Comovido, li que as portas do Estado estariam sempre abertas para o filho pródigo. Mas a amizade plantada por meu pai, Giannino, admirado, respeitado e benquisto pela família Mesquita, para a qual trabalhara por 17 anos, comigo não prosperou. Acho que, de alguma forma, não fui perdoado por ter cultivado idéias mais ou menos opostas àquelas dos senhores do Estadão.
Saí da Abril depois de ter dirigido a Veja, e de ter figurado no conselho de direção da Editora, quando os Civita entregaram minha cabeça ao então ministro da Justiça, Armando Falcão, em troca do fim da censura imposta à revista por longos anos e de um empréstimo de 50 milhões de dólares pela Caixa Econômica Federal. Quem duvida, pergunte a quem a presidia, Karlos Rieschbieter, honrado funcionário e bom amigo.
Em fevereiro de 1981 deixei a direção de Istoé, cujo dono, Fernando Moreira Salles, em meio a um simpático almoço em sua residência, esclareceu as razões da minha demissão.

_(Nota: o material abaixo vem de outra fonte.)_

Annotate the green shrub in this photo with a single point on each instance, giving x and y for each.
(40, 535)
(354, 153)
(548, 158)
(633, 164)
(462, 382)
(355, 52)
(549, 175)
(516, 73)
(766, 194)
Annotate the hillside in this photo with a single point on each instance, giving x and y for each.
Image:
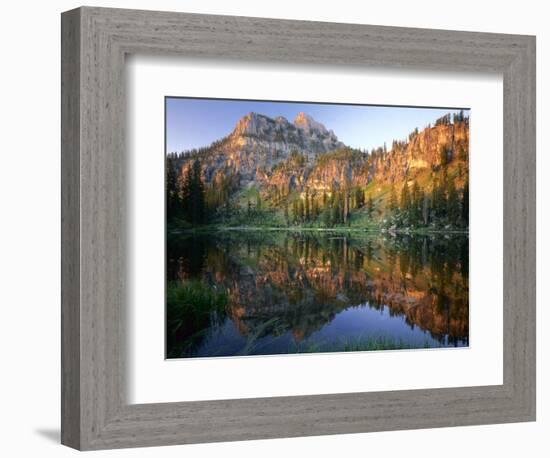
(280, 173)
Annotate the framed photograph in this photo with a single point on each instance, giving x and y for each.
(286, 228)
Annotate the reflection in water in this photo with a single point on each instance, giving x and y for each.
(238, 293)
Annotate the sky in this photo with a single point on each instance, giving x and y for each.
(194, 123)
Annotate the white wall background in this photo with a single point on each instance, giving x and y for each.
(30, 241)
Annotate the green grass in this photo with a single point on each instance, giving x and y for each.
(362, 344)
(191, 307)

Entre uma garfada e outra de um substancioso risotto, apresentou três motivos. Primeiro, eu estava a me tornar para ele um segundo pai, e aquele de que já dispunha lhe bastava. Segundo, eu tinha simpatia por Lula e pelo PT, e ele pretendia aproximar-se do PMDB. Terceiro, a maioria dos colegas da redação me via como um déspota e com ele se reuniam para me espinafrar.
Este motivo, a bem da verdade, não me surpreendeu. Não é incomum que jornalistas nativos prefiram contar com o próprio patrão no comando, em lugar de um profissional. Na mesma noite convoquei-os em minha casa e lhes disse o que o acima expus. Olharam-me entre atônitos e perplexos. Quietos, quietíssimos.
E com o próprio Domingo Alzugaray acabei por me chocar. Fomos grandes amigos e juntos fizemos a Istoé, perdida quatro anos após para tapar o buraco do Jornal da República, responsabilidade minha, em primeiro lugar. Juntos, a partir de 1982, criamos a Senhor semanal, mas desta vez entrei no entrecho como empregado.
“Como empresário, você é um desastre”, sentenciou Domingo, e eu não me queixei.
Com ele, no entanto, as coisas não deram certo, sobretudo a partir do momento em que a Editora Três recuperou Istoé. Como sempre, as minhas idéias não batiam com as do patrão. Muito além das idéias políticas, as que dizem respeito à prática do jornalismo, baseadas em três princípios básicos: fidelidade canina à verdade factual, exercício desabrido do espírito crítico, fiscalização diuturna do poder, onde quer que se manifeste. Os patrões alimentavam dúvidas atrozes quanto à aplicação desses princípios. Muitas vezes exigem que os esqueçamos em proveito dos seus negócios, nem sempre límpidos, para não dizer francamente turvos.